ENGAGED. ANGELA BASSETT, 38, actress (Waiting to Exhale, What’s Love Got to Do with It), and COURTNEY VANCE, 36, a star of The Preacher’s Wife. The couple are planning a 1997 wedding.
MARRIED. NANCY KASSEBAUM, 64, retiring Republican Senator from Kansas, and former Senate majority leader HOWARD BAKER, 71, a fellow Republican; in Washington.
APPOINTED. MARSHALL LOEB, 67, former managing editor of Fortune and Money magazines; as editor of the influential Columbia Journalism Review; in New York City. Loeb worked for TIME for 24 years.
AILING. VACLAV HAVEL, 60, chain-smoking playwright-President of the Czech Republic; with pneumonia; following surgery to remove a malignant tumor and half of his right lung; in Prague. Doctors said Havel’s prognosis was good, but late in the week, they performed a tracheotomy to relieve breathing problems.
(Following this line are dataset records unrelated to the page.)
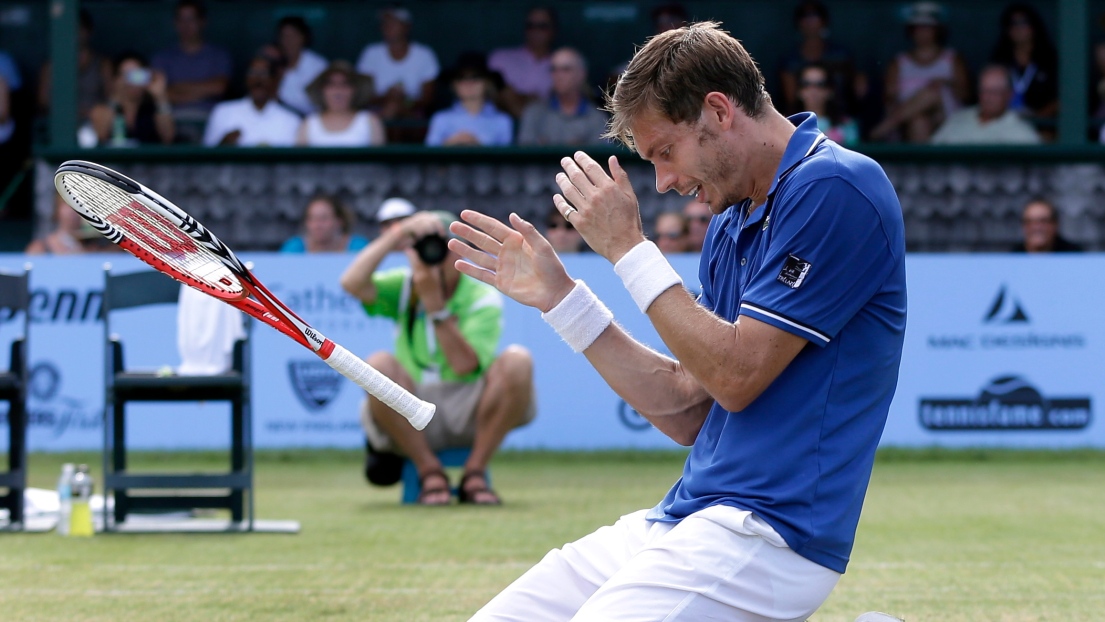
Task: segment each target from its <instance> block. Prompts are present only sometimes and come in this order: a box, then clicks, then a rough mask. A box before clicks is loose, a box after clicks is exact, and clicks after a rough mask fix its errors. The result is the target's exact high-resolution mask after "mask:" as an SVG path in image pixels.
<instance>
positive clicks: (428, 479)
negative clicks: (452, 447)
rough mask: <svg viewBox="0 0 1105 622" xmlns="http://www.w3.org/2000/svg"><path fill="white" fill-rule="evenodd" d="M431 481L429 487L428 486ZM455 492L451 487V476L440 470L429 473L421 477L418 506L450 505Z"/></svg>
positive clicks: (419, 482) (419, 485) (420, 480)
mask: <svg viewBox="0 0 1105 622" xmlns="http://www.w3.org/2000/svg"><path fill="white" fill-rule="evenodd" d="M427 481H429V482H430V483H429V485H428V484H427ZM452 500H453V492H452V489H451V488H450V487H449V476H448V475H445V472H444V471H442V470H440V468H434V470H433V471H428V472H425V473H423V474H422V476H421V477H419V493H418V502H417V503H418V504H419V505H428V506H439V505H449V504H450V502H452Z"/></svg>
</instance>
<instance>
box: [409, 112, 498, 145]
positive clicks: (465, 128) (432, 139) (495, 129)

Havel’s wife Olga, recipient of a famous series of his letters under the communists, died of cancer in January.
DIVORCING. ELIZABETH CLARE (“Guru Ma”) PROPHET, 57, head of the New Age sect Church Universal and Triumphant, and ED FRANCIS, 46; after 15 years of marriage; in Corwin Springs, Montana.
SENTENCED. JONATHAN SCHMITZ, 26, guest on The Jenny Jones Show who killed fellow guest Scott Amedure after Amedure admitted to having a gay crush on him; to 25 to 50 years in prison; in Pontiac, Michigan.
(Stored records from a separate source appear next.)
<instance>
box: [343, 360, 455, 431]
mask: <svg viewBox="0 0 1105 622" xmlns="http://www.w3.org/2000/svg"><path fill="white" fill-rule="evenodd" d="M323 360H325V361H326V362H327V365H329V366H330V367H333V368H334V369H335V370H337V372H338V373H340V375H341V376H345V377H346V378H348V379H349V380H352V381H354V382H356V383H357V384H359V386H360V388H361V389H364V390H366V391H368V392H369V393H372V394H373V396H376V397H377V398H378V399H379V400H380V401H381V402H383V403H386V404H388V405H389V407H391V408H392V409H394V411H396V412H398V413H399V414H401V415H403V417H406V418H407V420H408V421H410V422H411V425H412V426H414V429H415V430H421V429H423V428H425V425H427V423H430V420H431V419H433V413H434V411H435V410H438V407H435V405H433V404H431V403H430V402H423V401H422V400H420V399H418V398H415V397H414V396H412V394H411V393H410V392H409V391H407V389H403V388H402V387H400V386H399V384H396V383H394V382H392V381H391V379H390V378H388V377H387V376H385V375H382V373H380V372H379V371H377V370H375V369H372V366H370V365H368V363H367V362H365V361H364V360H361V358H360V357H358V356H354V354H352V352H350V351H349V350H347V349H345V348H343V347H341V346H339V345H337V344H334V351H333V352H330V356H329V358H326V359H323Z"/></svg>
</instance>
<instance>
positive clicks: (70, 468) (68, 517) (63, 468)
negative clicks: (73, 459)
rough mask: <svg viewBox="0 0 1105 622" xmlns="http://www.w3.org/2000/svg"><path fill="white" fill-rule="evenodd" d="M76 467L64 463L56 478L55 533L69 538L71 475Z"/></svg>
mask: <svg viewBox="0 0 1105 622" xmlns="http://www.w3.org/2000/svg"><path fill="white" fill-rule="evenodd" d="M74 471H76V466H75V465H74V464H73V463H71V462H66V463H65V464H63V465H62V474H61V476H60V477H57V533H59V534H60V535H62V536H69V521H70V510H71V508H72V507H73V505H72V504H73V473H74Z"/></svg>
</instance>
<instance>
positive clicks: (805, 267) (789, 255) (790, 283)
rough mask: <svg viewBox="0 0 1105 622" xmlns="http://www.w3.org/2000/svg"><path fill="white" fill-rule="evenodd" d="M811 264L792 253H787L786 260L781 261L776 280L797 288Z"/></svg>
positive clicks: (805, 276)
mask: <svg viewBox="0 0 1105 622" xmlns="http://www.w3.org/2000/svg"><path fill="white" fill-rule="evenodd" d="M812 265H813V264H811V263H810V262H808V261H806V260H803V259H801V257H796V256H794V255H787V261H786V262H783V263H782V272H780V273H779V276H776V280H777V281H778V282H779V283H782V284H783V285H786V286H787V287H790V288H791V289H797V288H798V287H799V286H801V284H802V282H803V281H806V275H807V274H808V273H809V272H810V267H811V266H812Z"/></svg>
DIED. DAN FLAVIN, 63, minimalist sculptor who specialized in using fluorescent lights; of complications from diabetes; in Riverhead, New York.
DIED. BABRAK KARMAL, 67, Soviet-backed communist leader of Afghanistan from 1979 to 1986; of liver cancer; in Moscow.
DIED. TINY TIM, 70ish, singer and ukelele player; of cardiac arrest; in Minneapolis, Minnesota. The singer had his greatest success in 1968 with Tiptoe Through the Tulips, a cover of a 1929 hit.
DIED. PETE ROZELLE, 70, commissioner of the National Football League from 1960 to 1989; of brain cancer; in Rancho Santa Fe, California. Generally considered the best commissioner in any pro sport, Rozelle took over the N.F.L. when he was only 33 and there were 12 franchises, each valued at $1 million. Thanks to his leadership–he devised revenue sharing among owners and created the Super Bowl after merging with the rival American Football League–there were 28 teams when he retired, some valued at more than $100 million.
DIED. IRVING GORDON, 81, songwriter; in Los Angeles. Gordon wrote Unforgettable for Nat King Cole in 1951 and won a Grammy for the song in 1991 when Cole’s daughter Natalie recorded a new version that paired her voice with her late father’s in a digital duet.